Moldova’s ruling pro-EU party won parliamentary elections with the backing of more than half of voters, according to near-complete results yesterday for polls overshadowed by accusations of Russian interference in the ex-Soviet nation.
The small EU candidate nation, which borders Ukraine and has a pro-Russia breakaway region, has long been divided over whether to move closer with Brussels or maintain Soviet-era relations with Moscow.
Sunday’s elections were seen as crucial for the country to maintain its push toward EU integration, launched after Moscow’s 2022 invasion of Ukraine.
Photo: EPA
With more than 99.5 percent of ballots counted, the Party of Action and Solidarity (PAS) headed by Moldovan President Maia Sandu had garnered 50.03 percent of the vote to elect members of the 101-seat parliament.
That compared with 24.26 percent for the pro-Russian Patriotic Bloc, according to results published on the election commission’s Web site.
The support for the PAS — whose leaders did not address waiting reporters late on Sunday — was slightly lower than the 52.8 percent that it won in 2021.
“Statistically speaking PAS has guaranteed a fragile majority,” analyst Andrei Curararu of the Chisinau-based think tank WatchDog.md said on Sunday as the party took the lead in the count, but he warned that “danger” had not passed, “as a functional government is difficult to form.”
“The Kremlin has bankrolled too big of an operation to stand down and could resort to protests, bribing PAS MPs and other tactics to disrupt forming a stable pro-European government,” he said.
The ballot was overshadowed by fears of vote-buying and unrest, as well as “an unprecedented campaign of disinformation” from Russia, according to the EU.
Moscow has denied the allegations.
Former Moldovan president Igor Dodon, one of the leaders of the Patriotic Bloc, yesterday called on people to “peacefully protest,” accusing the PAS of stealing the vote.
“If during the night there are falsifications, tomorrow we won’t recognize [the result of] the parliamentary elections ... and we will ask for elections to be repeated,” he said late on Sunday outside the electoral commission, where he went with some supporters.

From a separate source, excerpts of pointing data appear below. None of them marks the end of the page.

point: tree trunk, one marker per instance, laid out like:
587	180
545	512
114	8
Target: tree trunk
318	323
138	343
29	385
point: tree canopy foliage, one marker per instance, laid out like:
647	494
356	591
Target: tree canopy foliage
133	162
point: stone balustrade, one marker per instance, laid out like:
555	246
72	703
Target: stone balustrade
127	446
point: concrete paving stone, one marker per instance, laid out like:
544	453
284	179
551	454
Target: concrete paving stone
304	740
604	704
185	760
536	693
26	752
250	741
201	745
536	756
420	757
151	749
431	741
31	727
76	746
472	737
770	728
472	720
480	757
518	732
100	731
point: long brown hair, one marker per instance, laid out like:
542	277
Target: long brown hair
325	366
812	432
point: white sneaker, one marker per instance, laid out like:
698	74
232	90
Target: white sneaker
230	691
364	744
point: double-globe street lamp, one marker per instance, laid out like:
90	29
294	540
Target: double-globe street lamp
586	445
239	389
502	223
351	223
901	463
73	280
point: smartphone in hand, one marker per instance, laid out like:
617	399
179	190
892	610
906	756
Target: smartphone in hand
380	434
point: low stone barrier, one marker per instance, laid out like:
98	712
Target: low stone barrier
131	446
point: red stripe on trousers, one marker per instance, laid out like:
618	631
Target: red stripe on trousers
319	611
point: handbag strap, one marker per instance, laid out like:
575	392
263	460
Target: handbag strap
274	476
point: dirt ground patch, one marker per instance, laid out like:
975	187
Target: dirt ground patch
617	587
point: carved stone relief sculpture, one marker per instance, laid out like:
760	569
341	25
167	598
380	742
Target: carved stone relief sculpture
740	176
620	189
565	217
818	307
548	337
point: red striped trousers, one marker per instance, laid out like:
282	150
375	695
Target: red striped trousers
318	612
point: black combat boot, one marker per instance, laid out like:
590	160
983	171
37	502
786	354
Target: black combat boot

Earlier on Sunday, voter Natalia Sandu said the election was “important because we’re at a crossroads.”
“Our hope, and our expectation, is that we will stay on the European path,” the 34-year-old homemaker said.
“The alternative is unthinkable, I refuse to even imagine sliding back into the past,” she said.
Turnout stood at about 52 percent, similar to that of the last parliamentary elections in 2021.
Voters in the nation of 2.4 million — one of Europe’s poorest — have expressed frustration over economic hardship, as well as skepticism over the drive to join the EU.
“I want higher wages and pensions... I want things to continue as they were during the Russian times,” Vasile, a 51-year-old locksmith and welder, who only gave his first name, said at a polling station in Chisinau.
About 20 political parties and independent candidates ran for the 101 parliamentary seats.
After casting her vote, Maia Sandu warned of the “massive interference of Russia.”
Moldova’s cybersecurity service said it had detected several attempted attacks on electoral infrastructure, which were “neutralized in real time ... without affecting the availability or integrity of electoral services.”
In the breakaway region of Transnistria, authorities, in turn, accused Chisinau of “numerous and blatant” attempts to limit the vote of Moldovans living in the separatist territory by reducing the number of polling stations and other tactics.
The government has accused the Kremlin of spending hundreds of millions of “dirty money” to interfere in the campaign.
In the buildup to the vote, prosecutors carried out hundreds of searches related to what the government said was “electoral corruption” and “destabilization attempts,” with dozens arrested.